Anxious to use up my monthly Press Display credits before they go out of date I purchase a copy of the San Francisco Chronicle only to be reminded of how dull the American press can be. It is partly the way almost all American papers use front-page leads and inside follow-ups. This results in over-crowded front pages and then a mad scramble to try to find the rest of the story. Inside it results in a mass of headless stories sloshing around in a kind of wordy broth.
Looking for some justification of the 25p (or whatever) I had spent on gaining access to the paper, I eventually turned to the comic page and came face to face with the adventures of Blondie and Dagwood, Instantly I was taken back fifty years. My father would come in from work in the local factory with his copy of the Daily Sketch. I would turn to the cartoon page and there would catch up with the latest adventures of Blondie and Dagwood. Even then - in the late fifties - the characters were seriously out of date, stuck in a time-warp of what must have been America in the 1930s. But I lapped the stories up : Blondie and Dagwood were American suburban life : a kind of two-dimensional Desi and Lucy Show.

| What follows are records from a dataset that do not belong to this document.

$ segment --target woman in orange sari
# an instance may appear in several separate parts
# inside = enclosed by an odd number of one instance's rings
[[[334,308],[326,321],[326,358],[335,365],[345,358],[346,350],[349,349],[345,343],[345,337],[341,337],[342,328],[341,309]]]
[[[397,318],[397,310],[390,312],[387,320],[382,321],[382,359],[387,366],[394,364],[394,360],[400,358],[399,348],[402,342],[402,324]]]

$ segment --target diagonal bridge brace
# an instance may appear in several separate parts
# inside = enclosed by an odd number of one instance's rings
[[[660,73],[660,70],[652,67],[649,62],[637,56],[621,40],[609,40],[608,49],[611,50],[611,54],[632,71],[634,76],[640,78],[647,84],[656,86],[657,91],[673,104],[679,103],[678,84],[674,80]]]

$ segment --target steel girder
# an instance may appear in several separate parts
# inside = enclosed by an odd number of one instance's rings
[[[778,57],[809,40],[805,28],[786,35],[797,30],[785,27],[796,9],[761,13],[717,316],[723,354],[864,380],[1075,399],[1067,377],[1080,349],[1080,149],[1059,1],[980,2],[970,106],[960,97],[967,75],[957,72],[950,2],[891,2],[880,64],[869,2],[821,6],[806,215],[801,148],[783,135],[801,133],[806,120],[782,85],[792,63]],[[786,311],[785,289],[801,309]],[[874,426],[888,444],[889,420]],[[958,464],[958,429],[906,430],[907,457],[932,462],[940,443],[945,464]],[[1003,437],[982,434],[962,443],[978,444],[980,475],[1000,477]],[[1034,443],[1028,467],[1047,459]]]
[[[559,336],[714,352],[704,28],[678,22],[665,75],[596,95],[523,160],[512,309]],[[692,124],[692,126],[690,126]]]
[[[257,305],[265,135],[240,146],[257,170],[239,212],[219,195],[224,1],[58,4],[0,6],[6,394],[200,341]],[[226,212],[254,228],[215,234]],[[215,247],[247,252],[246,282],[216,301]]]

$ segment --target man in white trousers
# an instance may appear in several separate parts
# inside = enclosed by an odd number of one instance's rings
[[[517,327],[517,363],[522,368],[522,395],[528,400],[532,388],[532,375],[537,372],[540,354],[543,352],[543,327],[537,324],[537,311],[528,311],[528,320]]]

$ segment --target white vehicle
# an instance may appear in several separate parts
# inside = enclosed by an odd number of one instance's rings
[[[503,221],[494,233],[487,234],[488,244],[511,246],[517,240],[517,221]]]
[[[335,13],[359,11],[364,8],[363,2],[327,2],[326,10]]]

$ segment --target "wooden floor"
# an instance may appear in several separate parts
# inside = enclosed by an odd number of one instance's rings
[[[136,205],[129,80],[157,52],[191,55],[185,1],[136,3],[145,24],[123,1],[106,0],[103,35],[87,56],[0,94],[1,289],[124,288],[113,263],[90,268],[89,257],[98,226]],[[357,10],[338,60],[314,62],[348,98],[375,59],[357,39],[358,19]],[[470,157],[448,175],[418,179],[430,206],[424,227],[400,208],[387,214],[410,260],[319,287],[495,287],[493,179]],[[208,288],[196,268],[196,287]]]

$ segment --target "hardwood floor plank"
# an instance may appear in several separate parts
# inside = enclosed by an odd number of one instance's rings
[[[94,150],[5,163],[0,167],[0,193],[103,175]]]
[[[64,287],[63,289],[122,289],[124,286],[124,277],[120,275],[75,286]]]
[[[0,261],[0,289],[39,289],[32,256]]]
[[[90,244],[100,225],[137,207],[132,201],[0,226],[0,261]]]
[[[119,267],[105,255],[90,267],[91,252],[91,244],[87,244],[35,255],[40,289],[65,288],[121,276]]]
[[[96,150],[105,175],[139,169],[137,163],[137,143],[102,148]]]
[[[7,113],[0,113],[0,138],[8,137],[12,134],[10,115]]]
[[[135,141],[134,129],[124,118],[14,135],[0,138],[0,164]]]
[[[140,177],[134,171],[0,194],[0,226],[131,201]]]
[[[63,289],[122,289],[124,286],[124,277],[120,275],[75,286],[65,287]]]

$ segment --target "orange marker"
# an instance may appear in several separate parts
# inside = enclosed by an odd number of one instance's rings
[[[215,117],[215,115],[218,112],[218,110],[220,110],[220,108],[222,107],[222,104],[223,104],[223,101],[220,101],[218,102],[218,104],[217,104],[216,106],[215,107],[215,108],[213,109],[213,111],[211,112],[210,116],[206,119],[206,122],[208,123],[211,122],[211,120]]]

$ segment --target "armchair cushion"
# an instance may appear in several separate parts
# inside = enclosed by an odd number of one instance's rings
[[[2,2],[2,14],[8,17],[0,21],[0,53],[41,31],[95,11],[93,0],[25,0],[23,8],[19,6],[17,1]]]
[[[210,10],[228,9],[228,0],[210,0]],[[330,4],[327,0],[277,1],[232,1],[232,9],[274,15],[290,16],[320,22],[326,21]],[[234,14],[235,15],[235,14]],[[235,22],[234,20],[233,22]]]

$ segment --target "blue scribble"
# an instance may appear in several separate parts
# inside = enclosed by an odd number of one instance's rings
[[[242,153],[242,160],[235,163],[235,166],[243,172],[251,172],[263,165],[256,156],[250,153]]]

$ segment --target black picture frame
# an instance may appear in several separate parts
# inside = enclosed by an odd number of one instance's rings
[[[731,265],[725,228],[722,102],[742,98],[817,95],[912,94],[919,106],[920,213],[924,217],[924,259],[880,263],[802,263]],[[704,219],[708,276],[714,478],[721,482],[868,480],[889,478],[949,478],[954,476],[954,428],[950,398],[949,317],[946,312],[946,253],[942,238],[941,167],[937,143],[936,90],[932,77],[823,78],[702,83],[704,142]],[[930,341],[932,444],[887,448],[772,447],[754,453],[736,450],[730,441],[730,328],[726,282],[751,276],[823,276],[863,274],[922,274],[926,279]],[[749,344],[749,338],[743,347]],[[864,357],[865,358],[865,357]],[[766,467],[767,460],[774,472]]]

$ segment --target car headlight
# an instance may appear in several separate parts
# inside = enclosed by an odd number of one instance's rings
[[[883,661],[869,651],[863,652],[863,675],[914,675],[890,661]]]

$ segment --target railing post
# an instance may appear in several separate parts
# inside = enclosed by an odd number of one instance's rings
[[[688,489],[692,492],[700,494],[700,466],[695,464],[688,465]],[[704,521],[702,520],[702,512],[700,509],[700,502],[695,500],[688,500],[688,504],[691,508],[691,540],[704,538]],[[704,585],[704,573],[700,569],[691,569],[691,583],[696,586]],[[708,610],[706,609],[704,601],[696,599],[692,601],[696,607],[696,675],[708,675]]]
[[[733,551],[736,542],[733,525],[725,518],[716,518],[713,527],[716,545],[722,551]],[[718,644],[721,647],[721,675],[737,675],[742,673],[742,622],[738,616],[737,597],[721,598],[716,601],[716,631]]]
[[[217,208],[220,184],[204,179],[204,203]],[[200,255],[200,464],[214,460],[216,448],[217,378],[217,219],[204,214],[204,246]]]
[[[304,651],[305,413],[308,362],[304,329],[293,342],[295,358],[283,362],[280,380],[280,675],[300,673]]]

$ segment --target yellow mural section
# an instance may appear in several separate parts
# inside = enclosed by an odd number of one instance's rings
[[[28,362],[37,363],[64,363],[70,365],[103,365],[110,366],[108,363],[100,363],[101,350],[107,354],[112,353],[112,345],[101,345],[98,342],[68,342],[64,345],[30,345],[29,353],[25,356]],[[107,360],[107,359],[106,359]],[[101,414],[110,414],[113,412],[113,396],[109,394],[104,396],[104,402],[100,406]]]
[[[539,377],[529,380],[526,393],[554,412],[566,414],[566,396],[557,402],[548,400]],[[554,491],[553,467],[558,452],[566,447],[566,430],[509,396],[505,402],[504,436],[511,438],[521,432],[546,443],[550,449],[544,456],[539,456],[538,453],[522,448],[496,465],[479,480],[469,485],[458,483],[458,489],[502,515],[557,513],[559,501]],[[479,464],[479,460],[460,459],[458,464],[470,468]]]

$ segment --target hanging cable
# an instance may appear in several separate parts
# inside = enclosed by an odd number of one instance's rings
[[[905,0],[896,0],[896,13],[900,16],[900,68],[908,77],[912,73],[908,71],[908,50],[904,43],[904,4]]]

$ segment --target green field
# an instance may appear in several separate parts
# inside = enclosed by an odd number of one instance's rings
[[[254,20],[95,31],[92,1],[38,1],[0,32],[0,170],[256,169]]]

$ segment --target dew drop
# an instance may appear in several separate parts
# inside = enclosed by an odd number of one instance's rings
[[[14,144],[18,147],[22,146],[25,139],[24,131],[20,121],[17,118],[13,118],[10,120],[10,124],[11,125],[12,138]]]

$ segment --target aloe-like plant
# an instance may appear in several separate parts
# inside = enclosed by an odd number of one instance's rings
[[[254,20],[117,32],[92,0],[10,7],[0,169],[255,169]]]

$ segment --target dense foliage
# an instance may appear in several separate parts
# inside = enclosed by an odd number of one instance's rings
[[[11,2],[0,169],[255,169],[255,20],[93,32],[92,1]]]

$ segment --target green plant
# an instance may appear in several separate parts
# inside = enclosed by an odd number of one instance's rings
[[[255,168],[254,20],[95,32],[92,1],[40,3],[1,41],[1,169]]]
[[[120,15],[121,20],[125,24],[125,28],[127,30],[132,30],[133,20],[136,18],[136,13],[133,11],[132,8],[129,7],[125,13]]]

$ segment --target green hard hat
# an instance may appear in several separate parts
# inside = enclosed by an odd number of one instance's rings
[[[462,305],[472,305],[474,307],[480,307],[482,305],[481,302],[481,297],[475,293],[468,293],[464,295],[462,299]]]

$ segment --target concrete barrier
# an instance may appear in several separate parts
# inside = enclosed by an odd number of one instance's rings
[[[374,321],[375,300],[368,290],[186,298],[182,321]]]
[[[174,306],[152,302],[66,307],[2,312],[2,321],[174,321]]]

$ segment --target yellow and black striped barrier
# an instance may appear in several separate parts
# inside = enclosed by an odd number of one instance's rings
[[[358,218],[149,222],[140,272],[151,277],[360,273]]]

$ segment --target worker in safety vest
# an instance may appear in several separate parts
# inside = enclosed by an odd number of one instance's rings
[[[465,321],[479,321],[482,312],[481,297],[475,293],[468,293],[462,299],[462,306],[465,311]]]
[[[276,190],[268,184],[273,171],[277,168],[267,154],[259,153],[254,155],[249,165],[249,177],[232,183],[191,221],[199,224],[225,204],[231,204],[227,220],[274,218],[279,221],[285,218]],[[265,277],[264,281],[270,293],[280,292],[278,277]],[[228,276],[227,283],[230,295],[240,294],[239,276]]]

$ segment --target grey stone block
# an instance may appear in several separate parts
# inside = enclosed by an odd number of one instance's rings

The Daily Sketch vanished in the 1960s and my father - unable to cope with change at the best of times - never brought a paper home again. Somehow, I assumed that Dagwood and Blondie had also sunk beneath the tide of the swinging sixties. It was therefore quite a shock to discover them still alive and looking not a day older than they were 50 years ago. Their adventures are just as vacuous as they ever were. According to their website (oh yes, they have a website) they still appear in over 2,300 newspapers in 55 countries throughout the world and have an estimated daily audience of 280 million people. I can't decide whether to be heartened or saddened by these facts : it is something I need to think very carefully about. Then I decide not to think at all but to read another comic strip instead.